One almost sensed the futility of Borio’s comments when he added that with $17.5 trillion worth of bonds now showing negative yields, many money managers are being pushed into increasingly risky assets.

So who is advising central banks on their decisions?
Of course, Borio would not bring himself to admit that the very central banks he is supposed to “advise” are ignoring his warnings and recommendations – and instead flooding the market with trillions in stimulus that does not flow into the economy but merely makes wealth holders richer than they could ever have imagined in their wildest dreams, because that would mean that someone – and clearly not the BIS – is now responsible for advising central banks on monetary and economic policy.

It would also mean that the BIS would no longer be relevant, being eclipsed and disregarded by its constituent members.

Perhaps Borio and his BIS colleagues can write a detailed report for his next quarterly report on who or what now controls global monetary policy, since the BIS track record is limited to merely issuing warning after warning on a quarterly basis, the ignorance of which, moreover, is now openly displayed on all sides.

Support without alternatives
In his concluding remarks on the absolution of the helicopter money craze that has taken over, Borio had no choice but to admit that – despite his misgivings – he must side with the central banks:

“The outlook is quite uncertain, and one is more likely to side with those who do too much than with those who do too little.”

DepthTrade Outlook

There remains a choice between a rock and a hard place.
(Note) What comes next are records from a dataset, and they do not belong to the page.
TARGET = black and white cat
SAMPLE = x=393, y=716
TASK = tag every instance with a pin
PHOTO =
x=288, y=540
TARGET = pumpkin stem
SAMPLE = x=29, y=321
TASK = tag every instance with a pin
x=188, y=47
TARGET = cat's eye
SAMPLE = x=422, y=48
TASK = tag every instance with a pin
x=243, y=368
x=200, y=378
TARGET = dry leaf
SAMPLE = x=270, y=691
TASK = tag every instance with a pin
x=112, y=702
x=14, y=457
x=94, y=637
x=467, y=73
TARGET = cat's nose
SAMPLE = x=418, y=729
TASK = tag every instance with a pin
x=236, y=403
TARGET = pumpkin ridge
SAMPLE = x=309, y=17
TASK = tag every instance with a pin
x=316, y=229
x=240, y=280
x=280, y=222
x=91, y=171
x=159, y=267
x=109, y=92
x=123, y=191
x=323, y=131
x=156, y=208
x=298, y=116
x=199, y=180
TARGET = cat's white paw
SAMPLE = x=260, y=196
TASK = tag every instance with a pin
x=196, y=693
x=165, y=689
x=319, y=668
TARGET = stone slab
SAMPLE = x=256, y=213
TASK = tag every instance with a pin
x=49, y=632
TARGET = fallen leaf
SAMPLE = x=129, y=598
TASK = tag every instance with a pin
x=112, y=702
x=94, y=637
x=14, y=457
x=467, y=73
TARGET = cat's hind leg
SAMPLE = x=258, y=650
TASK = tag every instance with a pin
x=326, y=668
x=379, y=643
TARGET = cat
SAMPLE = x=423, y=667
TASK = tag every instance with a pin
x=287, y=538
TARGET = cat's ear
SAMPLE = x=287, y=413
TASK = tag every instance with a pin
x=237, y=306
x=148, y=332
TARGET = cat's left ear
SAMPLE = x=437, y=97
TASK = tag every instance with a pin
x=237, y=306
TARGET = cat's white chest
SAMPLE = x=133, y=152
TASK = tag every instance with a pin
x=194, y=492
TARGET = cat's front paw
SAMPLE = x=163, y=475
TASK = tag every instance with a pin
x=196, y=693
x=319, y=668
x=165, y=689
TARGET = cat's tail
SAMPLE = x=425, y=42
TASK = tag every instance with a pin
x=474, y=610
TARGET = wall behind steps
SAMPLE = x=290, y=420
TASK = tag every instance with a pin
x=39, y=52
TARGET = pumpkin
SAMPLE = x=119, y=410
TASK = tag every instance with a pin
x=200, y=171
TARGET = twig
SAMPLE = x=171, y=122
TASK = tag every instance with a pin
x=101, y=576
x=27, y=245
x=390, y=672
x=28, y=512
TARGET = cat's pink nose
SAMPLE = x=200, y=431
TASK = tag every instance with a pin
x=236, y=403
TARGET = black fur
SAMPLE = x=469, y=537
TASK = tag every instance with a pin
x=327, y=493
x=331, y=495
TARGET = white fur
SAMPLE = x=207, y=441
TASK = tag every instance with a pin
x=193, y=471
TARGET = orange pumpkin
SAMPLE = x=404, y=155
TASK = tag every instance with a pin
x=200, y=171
So the situation is likely to get worse as central banks, ignoring all warnings, continue to pursue the same failed policies of the past, driving debt to even more record highs and yields to even more record lows, and unleashing a proliferation of zombie corporations the likes of which has never been seen before.

Asbjørn Rasmussen Send an email

Mr. Rasmussen has been researching financial, monetary, and economic systems since the Dot-com bubble in 1999. His focus is on the analysis of American stock markets and the market driving policies. In addition to his journalistic activities, Mr. Rasmussen works as a self-employed energy and investment consultant in Norway.